Thanks. I’ve been experimenting with local models for over a year now, on and off, so this isn’t just limited to the latest Qwen. Anyway, I have no problem running them, but there’s a huge difference between running something via a chat interface and running it a la Claude Code so that it can interact with the local environment and create/edit files. This is the aspect that’s difficult, in my experience.

	▲	RALaBarge 2 hours ago \| parent [-]
		It’s all about tooling, if the ai can fetch data it can do something rad with it. Use something like an ai harness to have an mcp server and other tooling to improve the harness and the tools I made this for my own learning: GitHub.com/ralabarge/beigebox

▲

2ndorderthought 4 hours ago | parent | prev | next [-]

In the article the author describes what they made. It's definitely not bullshit, but it's also not as reliable or as handsfree as the 1t models.

For people who aren't completely vibe or agent coding these models are better than say copilot or the free models appearing after a Google search. Probably better than chatgpts flagships in some ways.

I mostly use 4b to 9b models for basic inquiries and code examples from libraries I haven't used before. Many of them can solve pretty hard math problems, and these are several steps away from say qwen3.6.

I would not discount running models locally. It's the best case scenario of a future with LLMs from a human rights and ecological perspective.

▲

xienze 3 hours ago | parent | prev [-]

It's probably a combination of things:

* New models running in llama.cpp (what's under the hood of ollama et al) frequently require bug fixes.

* The GGUF models that run in llama.cpp frequently require bug fixes (Unsloth is notorious for this -- they release GGUF models about 10 minutes after official .safetensors releases).

* You're probably running a <Q8 quantization of the model, and a good chance <BF16 quantization for KV cache.
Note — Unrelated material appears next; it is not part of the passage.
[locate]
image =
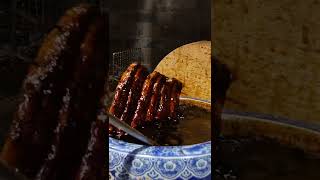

This makes for compounding issues as context grows and tool calls multiply.

Local models really are great but I think a major problem are the people in groups like r/localllama who run models at absurd quantization levels in order to cram them on their underpowered hardware and convince themselves that they're running SOTA at home.

The best way to run these models is, frankly, a lot of VRAM and vLLM (which is what the people developing these models are almost certainly targeting).